That line of thought got tossed the moment we both heard something – a dull drone, a hum – and then spotted a pair of headlights rounding a bend in the path up ahead. Security! It was a golf cart or something, and though we had no idea whether the guy had spotted us or not there was only one thing to do and that was hide! Luckily we were approaching a little Japanese-style bridge and we dove under it, rolling up into the shadows where it met the ground and there were some leafy plants for cover. It was a botanical garden.
The cart stopped at the bridge. We were both lying flat on our stomachs, and I put my arm around Nancy’s shoulders to get us into the smallest possible blob there in the dark but she hissed, “No!” – like this was the time I’d decided to make my move. In retrospect, this was a red flag.
The security guard got out of his cart and stood on the path, sensing us, I have to think. He swept the beam of his flashlight around, and we saw it illuminate the area under the bridge just inches from our legs. We didn’t move, though.

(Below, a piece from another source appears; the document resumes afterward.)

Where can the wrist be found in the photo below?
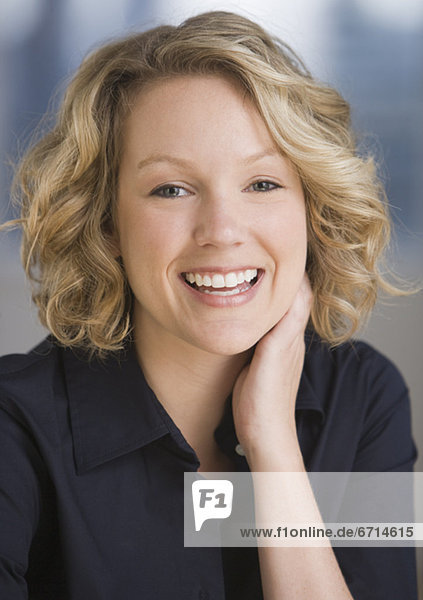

Any movement would make a sound, and if he heard a sound he’d come down the small slope that led to the pond and he’d find us for sure.
We held our breath.
After what seemed like about forty-five minutes (but was probably more like forty-five seconds), the guard got back in his cart and took off to complete his rounds. When it seemed safe, we scrambled out from under the bridge and sprinted back to our gap in the fence, and once on the other side we collapsed into the dewy lawn, laughing so hard we almost peed.
Easily the best time I ever had with Nancy. She didn’t want to come in for some tea. Too high and agitated after all that. We said see ya.
During this same period the klepto was busy letting the air out of my tires at night and writing me creepy notes she stuffed into the vents of my mail slot. I was putting a lot of my hopes on Nancy, but school ended, we graduated, and she and I didn’t make contact.
A few months later, I was back from a postgrad summer in England and I called up Nancy to see if she wanted to go to a concert with me. Aaron Copeland’s third symphony, I recall. She said, “You like that stuff?” Declined. It wasn’t Boston Camerata. Too modern probably. And shortly after that we were walking around my neighborhood after a drink at Llywelyn’s, and I invited her in and sat with her on my sofa with my cat hunched on top of it, and I put my arm around her and I finally did kiss her. And she was genuinely surprised, it seemed to me, and got very tense for a few minutes before she got up and said maybe I should ask Debbie out sometime, and she left. And that was the last time I saw her.
Since then, I don’t listen much to renaissance lute music anymore and I had completely forgotten the words to “Rodrigo Martinez” until I looked them up, and all in all I’m very happy with the way things worked out and I hope Nancy is happy too.